Peter Blamey - Forage (Avant Whatever, 2012)

Forage est par excellence une œuvre de reconstruction, une œuvre post-industrielle, ou post-numérique devrait-on peut-être dire maintenant, basée sur un réseau de câbles et d'ordinateurs défaillants. Avec un ingénieux système de feedbacks, Peter Blamey construit sa musique et organise les bruits à partir de parasites digitaux et électriques. Un deleuzien dirait certainement qu'il fonde ainsi un espace interstitiel, ou encore une transversalité dans l'espace schizophrénique du capital. Car Blamey réinvestit les fantômes de la technologie fondée par le capital pour en faire un musique hors du capital. Une musique libre qui ne répond à aucune norme esthétique et commerciale. Une musique faite de crépitements abrasifs incessants, de ruptures fracassantes, du bruitisme énergique et puissant, intense et fort en somme. Un fourmillement de crépitements en tout genre, de larsens, de parasites et de boucles défaillantes. Peter Blamey construit à partir des matériaux exclus, cachés ou supprimés. Une musique basée sur un matériau fantôme et ignoré: toutes les imperfections et les spectres des nouvelles technologies. Et la construction sonore présentée ici est dure, violente, agressive. Peter Blamey ne rigole pas mais rage. Et c'est cette rage qu'on souhaite entendre plus souvent, cette rage inventive, et cette énergie qui manque souvent dans la noise, et dont on se délecte quand on les trouve.

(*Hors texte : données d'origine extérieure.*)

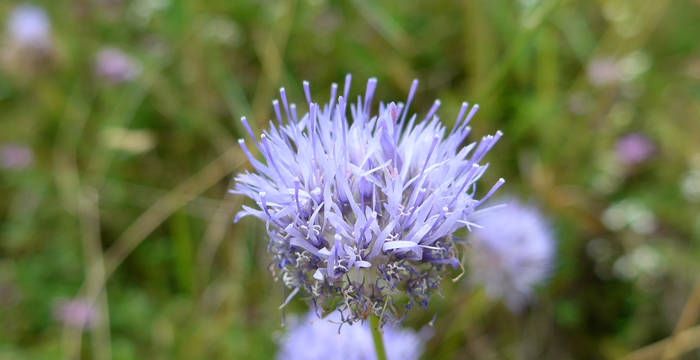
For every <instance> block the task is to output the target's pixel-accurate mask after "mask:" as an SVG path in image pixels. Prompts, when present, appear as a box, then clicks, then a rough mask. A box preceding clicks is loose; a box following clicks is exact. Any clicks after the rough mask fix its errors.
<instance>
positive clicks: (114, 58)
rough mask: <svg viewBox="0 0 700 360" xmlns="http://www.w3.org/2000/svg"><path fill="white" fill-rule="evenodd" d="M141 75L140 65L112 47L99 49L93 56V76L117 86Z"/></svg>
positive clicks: (138, 62) (134, 59) (140, 64)
mask: <svg viewBox="0 0 700 360" xmlns="http://www.w3.org/2000/svg"><path fill="white" fill-rule="evenodd" d="M140 73H141V64H140V63H139V62H138V61H137V60H136V59H134V58H132V57H131V56H129V55H127V54H125V53H124V52H122V51H121V50H119V49H117V48H112V47H106V48H103V49H100V51H99V52H98V53H97V55H96V56H95V74H97V76H99V77H101V78H102V79H104V80H106V81H108V82H111V83H114V84H119V83H123V82H127V81H130V80H133V79H134V78H136V77H137V76H139V74H140Z"/></svg>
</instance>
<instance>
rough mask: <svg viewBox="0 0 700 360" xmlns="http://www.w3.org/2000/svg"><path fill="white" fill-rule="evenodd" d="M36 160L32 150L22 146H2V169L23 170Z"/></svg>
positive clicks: (23, 145)
mask: <svg viewBox="0 0 700 360" xmlns="http://www.w3.org/2000/svg"><path fill="white" fill-rule="evenodd" d="M33 160H34V153H33V152H32V149H31V148H29V147H28V146H26V145H22V144H3V145H0V168H3V169H7V170H23V169H26V168H27V167H28V166H29V165H31V163H32V161H33Z"/></svg>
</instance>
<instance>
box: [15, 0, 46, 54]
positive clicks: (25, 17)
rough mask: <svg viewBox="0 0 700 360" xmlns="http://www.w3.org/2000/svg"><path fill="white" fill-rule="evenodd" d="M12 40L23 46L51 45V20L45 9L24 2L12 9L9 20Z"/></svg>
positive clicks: (19, 44) (35, 46) (31, 46)
mask: <svg viewBox="0 0 700 360" xmlns="http://www.w3.org/2000/svg"><path fill="white" fill-rule="evenodd" d="M7 32H8V35H9V36H10V40H11V41H12V42H14V43H15V44H17V45H20V46H22V47H33V48H42V49H43V48H48V47H51V43H52V40H51V22H50V21H49V17H48V16H47V15H46V12H45V11H44V9H42V8H40V7H38V6H34V5H28V4H23V5H19V6H17V7H16V8H14V9H13V10H12V12H11V13H10V16H9V18H8V21H7Z"/></svg>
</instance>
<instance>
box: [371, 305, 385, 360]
mask: <svg viewBox="0 0 700 360" xmlns="http://www.w3.org/2000/svg"><path fill="white" fill-rule="evenodd" d="M369 327H370V329H371V330H372V340H374V352H376V353H377V360H386V351H385V350H384V340H382V330H381V329H380V328H379V318H378V317H377V315H374V314H372V315H370V317H369Z"/></svg>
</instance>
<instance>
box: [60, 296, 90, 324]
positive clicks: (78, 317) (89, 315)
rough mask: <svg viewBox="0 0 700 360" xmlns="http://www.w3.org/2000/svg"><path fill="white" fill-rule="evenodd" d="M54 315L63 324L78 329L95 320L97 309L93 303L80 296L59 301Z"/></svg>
mask: <svg viewBox="0 0 700 360" xmlns="http://www.w3.org/2000/svg"><path fill="white" fill-rule="evenodd" d="M54 315H55V317H56V319H57V320H59V321H61V322H63V323H64V324H65V325H67V326H70V327H73V328H78V329H84V328H90V327H92V326H94V325H95V323H96V322H97V311H96V309H95V307H94V305H91V304H90V303H89V302H88V301H87V300H85V299H80V298H75V299H72V300H68V301H64V302H61V303H60V304H58V307H57V308H56V310H55V313H54Z"/></svg>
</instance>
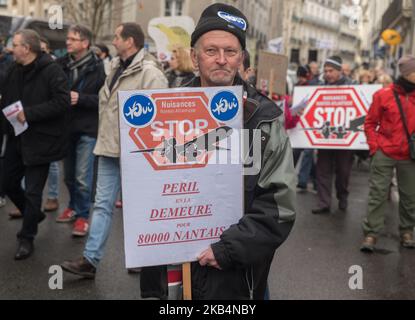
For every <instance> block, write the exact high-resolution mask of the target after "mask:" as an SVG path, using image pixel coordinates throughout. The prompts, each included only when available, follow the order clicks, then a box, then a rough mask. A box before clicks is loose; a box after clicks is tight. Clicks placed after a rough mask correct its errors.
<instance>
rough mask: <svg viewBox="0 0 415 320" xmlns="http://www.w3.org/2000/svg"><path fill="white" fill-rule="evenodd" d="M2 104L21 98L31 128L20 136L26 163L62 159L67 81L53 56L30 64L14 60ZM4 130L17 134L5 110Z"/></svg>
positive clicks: (67, 105) (27, 118) (64, 141)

(informations & extraits: http://www.avantwhatever.com/?p=941)

d'incise - are fishes nihilists? (kaon, 2012)

are fishes nihilists? (sous-titré: all this is not realistic) appartient à une série de disques conceptuelle publiés par le label kaon. Tous les deux mois, un artiste est invité à interpréter une série de phonographies de la rivière Taurion enregistrées par Cédric Peyronnet. Se sont déjà illustrés dans cette série Frans de Waard, Francisco Lopez, Dale Lloyd, Simon Whetham et beaucoup d'autres. Dès le titre du disque, puis dans le texte qui l'accompagne, la démarche de d'incise est claire: il ne s'agit pas d'une interprétation réaliste de cette rivière, ni d'une musique évocatrice ou figurative. d'incise s'intéresse avant tout au son lui-même ici, et la construction sonore qu'il fait de ces enregistrements est axée sur des paramètres sonores abstraits. d'incise s'occupent des fréquences extrêmes, les étire, les amplifie, et les modifie pour créer des sonorités aux couleurs électroacoustiques. Une exploration des propriétés purement sonores du matériau récolté par Peyronnet pour une interprétation personnelle et sensible de cette rivière désormais abstraite (au sens premier) de la réalité. En 23 minutes, d'incise construit une pièce plutôt linéaire, utilisant peu de couches sonores pour une clarté maximale. Un voyage au pays de la figuration abstraite ou une immersion sonore totale, le résultat est entre les deux, car quelques insectes et bruits naturels survivent à la tentative d'abstraction sonore pour un résultat intime, singulier, et créatif.